Après avoir collaboré depuis près de 30 ans à la mise au point de technologies de l’espace, les organisations gouvernementales canadienne et russe, mais surtout leurs entreprises, sont invitées à créer des partenariats dans le secteur de l’aéronautique. Une opération difficile, freinée notamment par l’avènement de la Russie dans le marché des petits et moyens porteurs.
En effet, avec le Superjet-100 de Sukhoi et l’avènement prochain du MS-21 d’Irkut, les sociétés russes s’attaquent directement au marché des biréacteurs régionaux de Bombardier.

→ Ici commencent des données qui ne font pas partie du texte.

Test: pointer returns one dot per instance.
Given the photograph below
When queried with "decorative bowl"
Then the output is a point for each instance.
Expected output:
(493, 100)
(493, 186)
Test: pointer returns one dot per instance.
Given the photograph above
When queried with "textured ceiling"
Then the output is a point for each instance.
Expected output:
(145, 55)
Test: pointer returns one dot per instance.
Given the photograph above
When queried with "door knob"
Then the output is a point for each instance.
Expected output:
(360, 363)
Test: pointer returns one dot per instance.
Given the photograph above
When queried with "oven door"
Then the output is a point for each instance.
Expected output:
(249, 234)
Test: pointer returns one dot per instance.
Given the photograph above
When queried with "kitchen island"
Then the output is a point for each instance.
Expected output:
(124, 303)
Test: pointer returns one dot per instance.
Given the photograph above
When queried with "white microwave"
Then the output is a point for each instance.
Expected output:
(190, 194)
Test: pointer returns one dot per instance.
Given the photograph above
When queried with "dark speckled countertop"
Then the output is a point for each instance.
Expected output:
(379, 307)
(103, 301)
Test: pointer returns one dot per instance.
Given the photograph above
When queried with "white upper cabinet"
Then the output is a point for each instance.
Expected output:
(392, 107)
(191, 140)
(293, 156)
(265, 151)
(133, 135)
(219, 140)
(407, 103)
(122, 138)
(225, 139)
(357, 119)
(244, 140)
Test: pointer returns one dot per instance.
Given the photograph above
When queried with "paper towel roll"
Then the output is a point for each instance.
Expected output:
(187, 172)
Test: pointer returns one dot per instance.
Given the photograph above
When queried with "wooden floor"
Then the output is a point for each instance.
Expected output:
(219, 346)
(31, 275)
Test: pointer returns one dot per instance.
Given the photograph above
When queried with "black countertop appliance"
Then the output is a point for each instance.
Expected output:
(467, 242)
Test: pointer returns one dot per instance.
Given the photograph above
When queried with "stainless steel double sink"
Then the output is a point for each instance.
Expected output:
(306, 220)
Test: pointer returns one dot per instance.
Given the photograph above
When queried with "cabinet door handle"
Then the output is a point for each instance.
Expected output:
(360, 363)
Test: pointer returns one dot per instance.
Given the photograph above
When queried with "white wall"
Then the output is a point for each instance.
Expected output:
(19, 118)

«Ça complique un peu la collaboration entre les deux pays», indique Sébastien Dakin, qui souligne aussi l’existence de lois qui limitent les possibilités de collaborations russo-canadiennes.

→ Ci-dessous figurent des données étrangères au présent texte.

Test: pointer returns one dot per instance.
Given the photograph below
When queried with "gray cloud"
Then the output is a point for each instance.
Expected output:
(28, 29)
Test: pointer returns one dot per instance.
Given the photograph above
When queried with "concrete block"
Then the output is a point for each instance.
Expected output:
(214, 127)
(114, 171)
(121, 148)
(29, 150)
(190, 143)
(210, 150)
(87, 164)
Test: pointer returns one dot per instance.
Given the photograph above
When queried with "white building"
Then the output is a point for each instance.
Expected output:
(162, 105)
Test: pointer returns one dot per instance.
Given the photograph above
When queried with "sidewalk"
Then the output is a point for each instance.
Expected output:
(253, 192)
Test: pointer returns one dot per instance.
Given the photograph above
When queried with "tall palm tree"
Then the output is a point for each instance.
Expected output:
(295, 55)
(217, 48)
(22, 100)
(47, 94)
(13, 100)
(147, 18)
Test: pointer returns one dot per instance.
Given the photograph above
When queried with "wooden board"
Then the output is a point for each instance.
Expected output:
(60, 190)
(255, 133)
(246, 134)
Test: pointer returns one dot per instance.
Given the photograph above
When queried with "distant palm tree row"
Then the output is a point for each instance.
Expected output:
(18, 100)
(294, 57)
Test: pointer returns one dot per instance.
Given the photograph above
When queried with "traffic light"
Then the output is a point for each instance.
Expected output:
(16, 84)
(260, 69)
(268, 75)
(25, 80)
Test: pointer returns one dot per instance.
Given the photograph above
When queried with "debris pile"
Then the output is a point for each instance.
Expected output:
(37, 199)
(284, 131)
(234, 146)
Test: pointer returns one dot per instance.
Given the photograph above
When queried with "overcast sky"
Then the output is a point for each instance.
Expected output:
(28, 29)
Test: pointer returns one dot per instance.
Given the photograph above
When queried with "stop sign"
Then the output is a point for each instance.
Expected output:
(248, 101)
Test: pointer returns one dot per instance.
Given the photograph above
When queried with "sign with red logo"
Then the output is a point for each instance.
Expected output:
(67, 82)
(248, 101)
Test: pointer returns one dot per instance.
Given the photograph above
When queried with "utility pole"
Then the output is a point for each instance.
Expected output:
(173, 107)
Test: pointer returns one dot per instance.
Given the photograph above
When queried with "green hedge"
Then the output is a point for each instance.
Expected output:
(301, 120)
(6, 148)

«Plusieurs entreprises canadiennes ont des contrats avec l’industrie militaire américaine, et ceux-ci ont des lois très strictes qui empêchent la collaboration avec les Russes pour éviter le transfert de technologies qui soit à leur désavantage», ajoute-t-il.

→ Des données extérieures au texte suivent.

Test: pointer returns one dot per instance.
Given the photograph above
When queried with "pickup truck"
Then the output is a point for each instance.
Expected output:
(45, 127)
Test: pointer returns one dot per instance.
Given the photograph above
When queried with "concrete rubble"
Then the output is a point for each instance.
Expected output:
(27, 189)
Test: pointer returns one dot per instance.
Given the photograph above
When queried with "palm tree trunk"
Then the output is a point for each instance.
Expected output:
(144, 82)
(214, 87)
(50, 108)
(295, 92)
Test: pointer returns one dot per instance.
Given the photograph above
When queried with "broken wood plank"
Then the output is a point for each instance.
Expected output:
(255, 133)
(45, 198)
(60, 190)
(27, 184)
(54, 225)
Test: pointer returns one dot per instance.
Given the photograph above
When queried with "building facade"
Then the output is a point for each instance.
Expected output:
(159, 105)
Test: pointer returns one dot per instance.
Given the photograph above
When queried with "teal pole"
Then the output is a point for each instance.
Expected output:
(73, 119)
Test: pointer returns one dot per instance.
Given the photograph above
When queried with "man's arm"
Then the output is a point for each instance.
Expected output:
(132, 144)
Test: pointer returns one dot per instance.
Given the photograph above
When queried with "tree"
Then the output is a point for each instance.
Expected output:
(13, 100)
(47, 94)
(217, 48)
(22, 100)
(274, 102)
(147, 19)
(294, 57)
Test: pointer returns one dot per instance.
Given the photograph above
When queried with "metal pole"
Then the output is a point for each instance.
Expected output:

Ces conditions privent certaines entreprises canadiennes d’un marché en plein essor, selon Viren Joshi, gestionnaire de comptes stratégiques chez Exportation et développement Canada.
«Tous les pays développés ou en développement dans lesquels l’industrie aérospatiale n’avait pas fait une incursion sont en croissance, explique-t-il. La Russie n’est pas une exception.»
Selon lui, les secteurs de l’aviation et de l’hélicoptère sont particulièrement en croissance là-bas.
Une approche différente
Malgré les freins judiciaires et une confiance qui reste à bâtir, certaines entreprises canadiennes de l’industrie de l’aéronautique font déjà des affaires au pays des tsars. L’une d’elles, Marinvent, y a mis le pied dès 1993, un peu plus d’un an après la chute de l’Union soviétique.
Spécialisée, entre autres, dans la conception de systèmes de vol et offrant des services d’essai en vol, l’entreprise de Saint-Bruno-de-Montarville a acquis une expertise dans la certification des aéronefs aux normes nord-américaines. Un atout précieux pour certains constructeurs russes qui souhaitent permettre à leurs produits de voler partout sur la planète.
Selon Phil Cole, vice-président au développement des affaires chez Marinvent, on ne travaille pas avec les Russes comme on travaille avec les Français, les Allemands ou les Anglais. «Les relations avec les Russes ont tendance à être plus personnelles plutôt que strictement d’affaires, explique-t-il. Une fois que la relation est bonne, que vous avez rencontré les personnes-clés, que les poignées de main se sont faites et que vous avez établi un dialogue avec eux, ça peut prendre plusieurs mois et peut-être une année ou deux avant de sceller une entente avec des dollars qui y sont rattachés. Il faut donc investir beaucoup de temps pour bâtir ce type de relation en Russie.»
Il ajoute qu’il est essentiel d’avoir une personne ressource postée en sol russe. Aussi doit-on s’attendre à s’adapter aux besoins de ses partenaires d’affaires en traduisant toute la correspondance. Un geste de courtoisie grandement apprécié des Russes.